Thursday, May 30, 2019

Breaking news: Ascension date miscalculation blamed on Common Core math

By GSM News Staff

Vatican City, May 30, 2019 - A five-year old using an old fashioned abacus earlier today discovered what appears to be a discrepancy of three days in the Catholic Church's calculation of the commemoration of Our Lord's Ascension into Heaven.

The Ascension of Our Lord
Juan Rodriguez Juarez, 1720
"I was moving the abacus beads one at a time," the precocious, unnamed math scholar explained. "I started on April 21st, this year's date for Easter. Then I counted, 'one, two, three, four...' on the calendar. When I got to 40, my finger was resting on May 30th."

This left the young math scholar troubled and confused. "I read in my parish's bulletin that we will be celebrating the Ascension on Sunday, June 2nd," he explained. "But that would be 43 days after Christ's Resurrection, not 40."
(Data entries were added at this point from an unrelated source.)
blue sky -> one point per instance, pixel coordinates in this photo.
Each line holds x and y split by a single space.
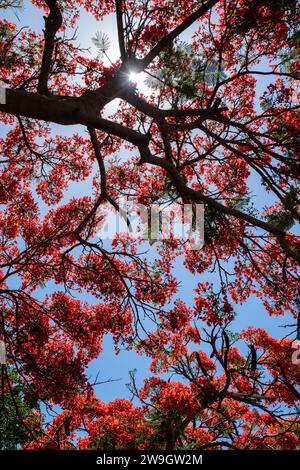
251 313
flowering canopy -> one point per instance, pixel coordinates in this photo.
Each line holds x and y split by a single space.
204 133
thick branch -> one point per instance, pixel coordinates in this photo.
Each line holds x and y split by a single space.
119 13
52 24
168 39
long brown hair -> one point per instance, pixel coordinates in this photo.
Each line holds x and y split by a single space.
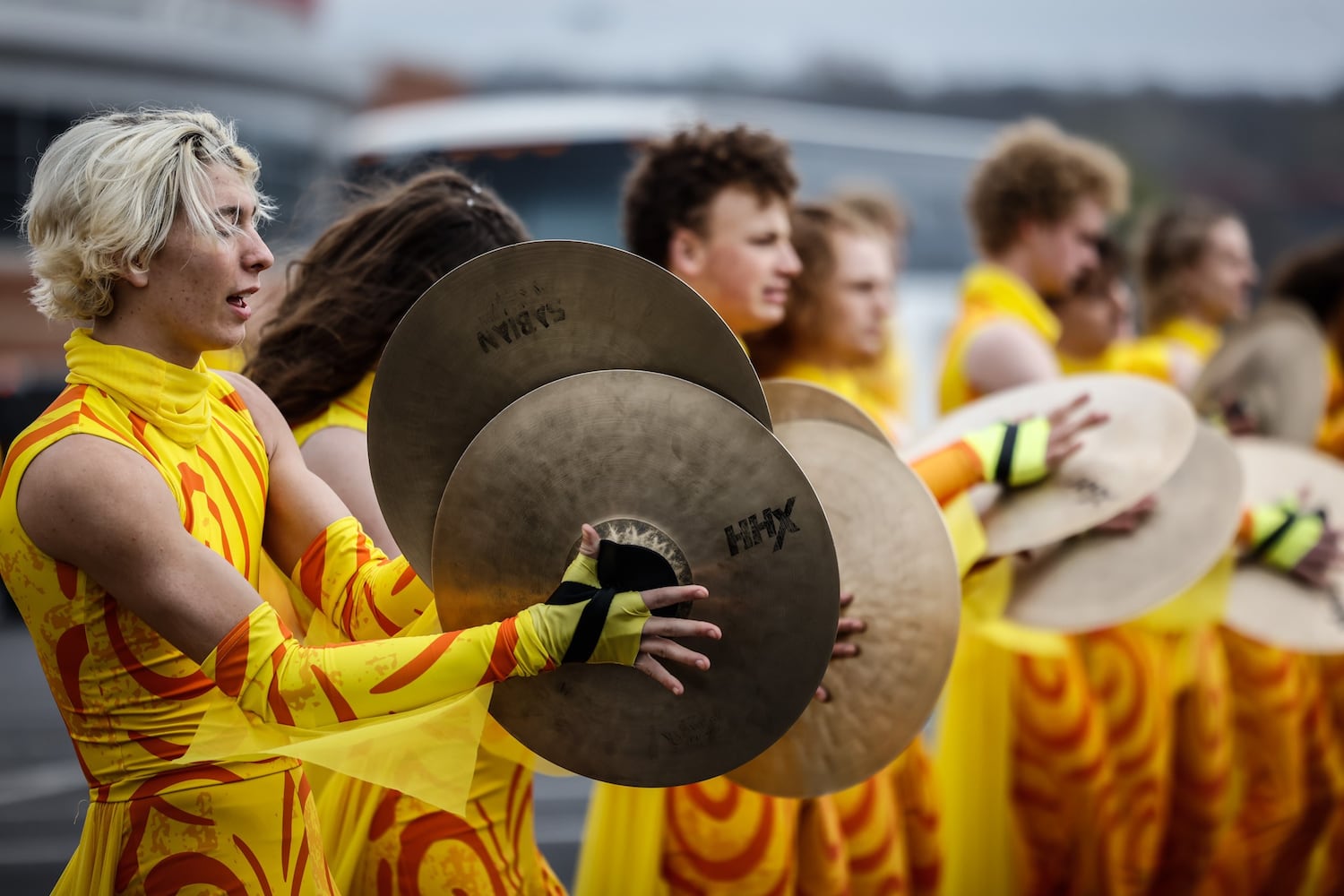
1174 242
349 290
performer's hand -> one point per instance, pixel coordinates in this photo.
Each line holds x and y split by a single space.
1067 424
659 632
843 649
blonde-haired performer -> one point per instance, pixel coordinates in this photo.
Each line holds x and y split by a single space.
1196 271
835 335
1021 748
134 512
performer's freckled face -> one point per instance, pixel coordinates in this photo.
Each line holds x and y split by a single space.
744 263
194 297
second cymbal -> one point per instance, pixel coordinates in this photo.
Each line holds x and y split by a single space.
895 556
508 322
675 468
1123 461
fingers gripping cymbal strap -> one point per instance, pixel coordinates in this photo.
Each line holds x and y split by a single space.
1013 452
1281 535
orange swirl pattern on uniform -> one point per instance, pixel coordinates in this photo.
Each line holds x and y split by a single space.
1282 756
413 847
1169 734
1059 777
131 700
1331 440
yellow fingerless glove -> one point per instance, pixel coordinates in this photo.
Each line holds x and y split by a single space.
1013 454
1282 535
585 622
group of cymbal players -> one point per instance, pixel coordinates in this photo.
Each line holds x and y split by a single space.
274 645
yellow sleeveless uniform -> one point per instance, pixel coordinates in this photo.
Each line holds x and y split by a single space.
1330 858
1021 753
159 823
718 837
386 842
1284 771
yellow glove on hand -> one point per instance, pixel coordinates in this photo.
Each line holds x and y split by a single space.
1013 454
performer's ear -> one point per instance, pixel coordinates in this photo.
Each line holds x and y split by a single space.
685 253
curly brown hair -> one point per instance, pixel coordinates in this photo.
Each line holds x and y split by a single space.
1314 277
1172 242
814 230
676 179
349 290
1038 174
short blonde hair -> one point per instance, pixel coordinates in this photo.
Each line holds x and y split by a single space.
107 193
1038 174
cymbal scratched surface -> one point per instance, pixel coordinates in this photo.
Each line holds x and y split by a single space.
672 466
503 324
895 556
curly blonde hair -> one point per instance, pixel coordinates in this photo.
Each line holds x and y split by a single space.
107 193
676 179
1172 244
1038 174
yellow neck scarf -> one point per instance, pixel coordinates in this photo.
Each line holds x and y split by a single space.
989 288
1199 338
171 398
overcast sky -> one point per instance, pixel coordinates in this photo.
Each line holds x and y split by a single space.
1279 46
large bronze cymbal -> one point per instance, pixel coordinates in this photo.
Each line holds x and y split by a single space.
1273 366
1101 579
1123 461
666 463
895 556
1269 605
503 324
793 400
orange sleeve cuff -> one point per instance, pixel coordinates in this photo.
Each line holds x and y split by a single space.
951 470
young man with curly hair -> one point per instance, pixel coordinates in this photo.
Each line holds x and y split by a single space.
134 513
714 207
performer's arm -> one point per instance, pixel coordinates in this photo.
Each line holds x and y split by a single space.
1007 354
1012 454
1287 538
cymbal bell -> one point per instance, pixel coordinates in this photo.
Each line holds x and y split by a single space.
895 556
675 468
508 322
1123 461
790 400
1099 579
1273 366
1268 605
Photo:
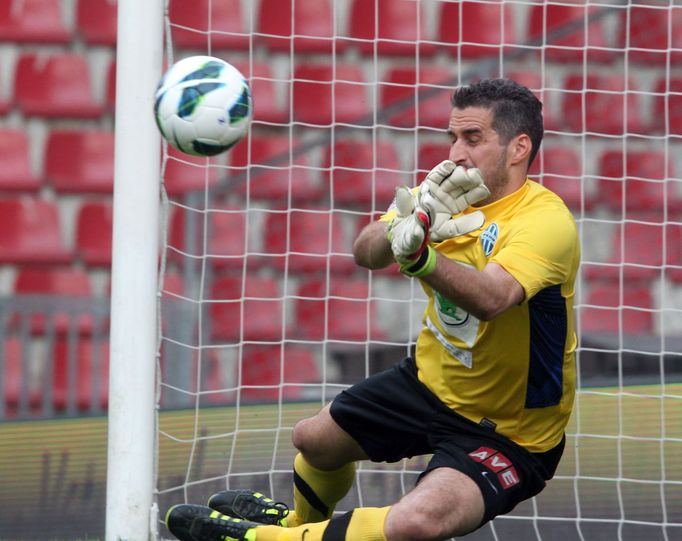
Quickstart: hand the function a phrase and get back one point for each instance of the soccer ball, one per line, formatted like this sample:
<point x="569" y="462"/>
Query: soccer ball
<point x="203" y="105"/>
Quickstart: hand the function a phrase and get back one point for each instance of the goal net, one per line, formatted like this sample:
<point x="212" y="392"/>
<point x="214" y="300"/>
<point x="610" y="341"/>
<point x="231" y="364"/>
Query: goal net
<point x="265" y="317"/>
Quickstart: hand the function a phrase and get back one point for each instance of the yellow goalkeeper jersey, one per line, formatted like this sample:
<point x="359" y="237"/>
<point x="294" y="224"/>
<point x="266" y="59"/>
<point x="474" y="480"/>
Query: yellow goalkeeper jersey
<point x="518" y="370"/>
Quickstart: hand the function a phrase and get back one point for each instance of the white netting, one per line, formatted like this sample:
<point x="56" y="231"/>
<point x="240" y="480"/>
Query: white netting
<point x="266" y="317"/>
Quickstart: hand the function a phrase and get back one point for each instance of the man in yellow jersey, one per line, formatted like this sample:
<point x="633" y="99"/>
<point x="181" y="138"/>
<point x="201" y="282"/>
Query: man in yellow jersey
<point x="491" y="387"/>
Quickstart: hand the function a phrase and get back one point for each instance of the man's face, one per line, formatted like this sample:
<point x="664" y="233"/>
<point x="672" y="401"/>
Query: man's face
<point x="474" y="143"/>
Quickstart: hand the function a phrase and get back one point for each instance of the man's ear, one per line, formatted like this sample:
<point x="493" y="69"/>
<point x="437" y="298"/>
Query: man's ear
<point x="519" y="148"/>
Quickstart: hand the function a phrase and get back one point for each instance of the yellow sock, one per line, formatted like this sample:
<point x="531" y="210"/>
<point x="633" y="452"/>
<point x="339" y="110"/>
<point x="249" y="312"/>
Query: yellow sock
<point x="361" y="524"/>
<point x="316" y="492"/>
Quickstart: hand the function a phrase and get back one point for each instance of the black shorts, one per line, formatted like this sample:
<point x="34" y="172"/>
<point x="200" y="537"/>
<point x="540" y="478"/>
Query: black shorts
<point x="392" y="415"/>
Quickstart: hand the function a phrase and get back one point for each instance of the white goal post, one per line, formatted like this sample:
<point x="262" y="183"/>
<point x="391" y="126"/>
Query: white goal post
<point x="132" y="393"/>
Yet according to the first chapter of Acts, Christ "presented himself alive to [his followers] by many proofs after he suffered, appearing to them during forty days..." Then he "was lifted up, and a cloud took him from their sight."

Thus, since the young scholar's concern seemed justified, GSM News reached out by telephone to the Vatican for clarification.

The Rev. Antonio Spadaro, SJ, editor of La Civiltà Cattolica, picked up the phone. After the discrepancy was explained to him, there was a long pause, and the beads of an abacus could be heard clicking in the background.

Finally, the flustered priest could be heard picking up the receiver. "Theology is not mathematics," he said in an irritated tone. "2+2 in theology can equal five. Similarly, 43 is the new 40."

GSM News also reached out to the United States Conference of Catholic Bishops, where an official confirmed suspicions that Common Core math had been incorrectly deployed in calculating the date of the Ascension. "We threw out our abacus to comply with the new math standards," he admitted. "Ultimately we just had to guess."

Yet the USCCB official became defensive at the suggestion that faithfulness to Scripture necessitated transferring the date of the Ascension to its correct date, Thursday, May 30th. 

"Folks are so busy during the week surfing the internet and shuttling their kids to soccer games they can't possibly be expected to make it to church for something so minimally important as commemorating the Ascension of their Lord and Savior into Heaven," the bureaucrat said. "I think that having the Ascension on Sunday will help people to celebrate it with more festivity,"

However, the same precocious child who originally noted the date discrepancy for the Ascension also expressed skepticism at the official's claim that people could celebrate the Ascension with more festivity on Sunday. 

"That seems to violate the Pauli exclusion principle," the five-year-old explained. "Two identical things can't occupy the same space at the same time and in the same manner. So if Sunday is already occupied by the festivity of the Seventh Sunday of Easter, how can you possibly expect to add the festivity of the Ascension to an already festive day? It seems that one would have to displace the other."

Reached again for comment, Father Spadaro sounded exasperated. "I'm telling you, if mathematics doesn't apply to theology, then surely physics doesn't either."

The USCCB bureaucrat was equally frustrated. "I have no idea what the Pauli exclusion principal is," he admitted. "I decided to take underwater basketweaving instead of physics in college."